Camarena pone en práctica como pocos esa manera de ejercer de anfitrión que reemplaza al cansino vía crucis de mesa en mesa, al final del servicio, por una bienvenida cabal, al principio y a pie de fogón, para ofrecer los primeros bocados -o los segundos, tras una parada previa en el hall- con demostraciones y explicaciones de su técnica y su filosofía -las verduras, siempre las verduras- tan elementales como convincentes. Y no nos olvidemos de subrayar, una vez más, la enorme talla de Ricard Camarena -bueno, a estas alturas, de un equipo que el chef reivindica con convicción- como cocinero de postres: inolvidable higo con caldo frío de hoja de higuera y crema helada de flor de hinojo. El restaurante Ricard Camarena tiene dos estrellas Michelin y es merecedor como el que más de la tercera.

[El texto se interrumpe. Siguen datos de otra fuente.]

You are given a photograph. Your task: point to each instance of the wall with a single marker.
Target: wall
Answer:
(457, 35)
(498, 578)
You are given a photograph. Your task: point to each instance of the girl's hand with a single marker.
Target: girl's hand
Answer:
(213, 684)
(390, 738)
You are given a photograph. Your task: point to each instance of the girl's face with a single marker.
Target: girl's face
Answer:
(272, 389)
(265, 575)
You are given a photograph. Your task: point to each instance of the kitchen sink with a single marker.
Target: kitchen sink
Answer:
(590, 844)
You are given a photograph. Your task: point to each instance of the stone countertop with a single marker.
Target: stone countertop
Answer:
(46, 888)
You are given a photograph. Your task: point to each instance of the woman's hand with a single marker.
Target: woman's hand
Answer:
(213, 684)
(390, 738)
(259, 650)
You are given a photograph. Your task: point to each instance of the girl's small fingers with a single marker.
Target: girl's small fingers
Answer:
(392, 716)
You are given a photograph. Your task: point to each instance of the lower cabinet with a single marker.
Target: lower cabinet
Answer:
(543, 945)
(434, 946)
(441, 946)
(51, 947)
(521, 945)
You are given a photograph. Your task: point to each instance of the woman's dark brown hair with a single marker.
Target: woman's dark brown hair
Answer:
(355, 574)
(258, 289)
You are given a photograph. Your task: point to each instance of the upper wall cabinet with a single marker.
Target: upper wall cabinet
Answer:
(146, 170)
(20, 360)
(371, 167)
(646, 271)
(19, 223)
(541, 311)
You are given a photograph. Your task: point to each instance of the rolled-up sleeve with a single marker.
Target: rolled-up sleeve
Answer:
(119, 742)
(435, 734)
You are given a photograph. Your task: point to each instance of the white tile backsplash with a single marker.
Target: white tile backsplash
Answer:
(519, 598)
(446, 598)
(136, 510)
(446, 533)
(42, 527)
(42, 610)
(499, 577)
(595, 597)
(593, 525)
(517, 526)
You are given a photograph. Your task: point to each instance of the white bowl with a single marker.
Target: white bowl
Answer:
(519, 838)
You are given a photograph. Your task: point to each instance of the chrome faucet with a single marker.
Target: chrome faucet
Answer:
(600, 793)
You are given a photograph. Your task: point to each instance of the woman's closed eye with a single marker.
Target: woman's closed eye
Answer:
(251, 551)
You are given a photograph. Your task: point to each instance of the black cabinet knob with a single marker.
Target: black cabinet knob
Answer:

Camarena da la bienvenida en su restaurante a pie de fogón. | LRS

La vanguardia ancestral

El más conspicuo de los negocios del chef valenciano se encuentra en el edificio de Bombas Gens, magnífico ejemplo de la arquitectura industrial modernista donde, haciendo concordar insólitamente dos acepciones distintas de la palabra «bomba», se fabricaron equipos hidráulicos desde los años 30 y granadas de mortero durante la Guerra Civil. Eso lo convirtió en objetivo de la aviación franquista y le obligó a dotarse de su propio refugio antiaéreo, accesible actualmente, como todo el complejo, en visitas guiadas. Sumido en el más ruinoso abandono desde los 90, fue restaurado en 2016 y 2017 por los mecenas José Luis Soler -proveedor de droguería y cosmética de Mercadona- y Susana Lloret, su esposa, que lo habilitaron para que albergara su colección privada de arte contemporáneo -integrada fundamentalmente por fotografías y pinturas abstractas- y la Fundació Per Amor a l’Art, vertebrada en torno a ella.

Lo que empezó siendo una propuesta de Soler para que Camarena se hiciera cargo de los servicios de restauración y cafetería del nuevo centro de arte contemporáneo acabó en traslado del más gastronómico de sus negocios -el restaurante Ricard Camarena, que ya tenía una estrella Michelin- desde el centro de València a esta zona que fue periférica y ahora es plenamente urbana. Precisamente, las excavaciones realizadas durante la reconstrucción del edificio pusieron de manifiesto su pasado como alquería de la huerta desde el siglo XIV, incluyendo una bodega subterránea destinada a elaborar vino y mantenerlo en tinajas, en una línea que Ceràmic y otros rescatan para convertir en vanguardia las prácticas más ancestrales.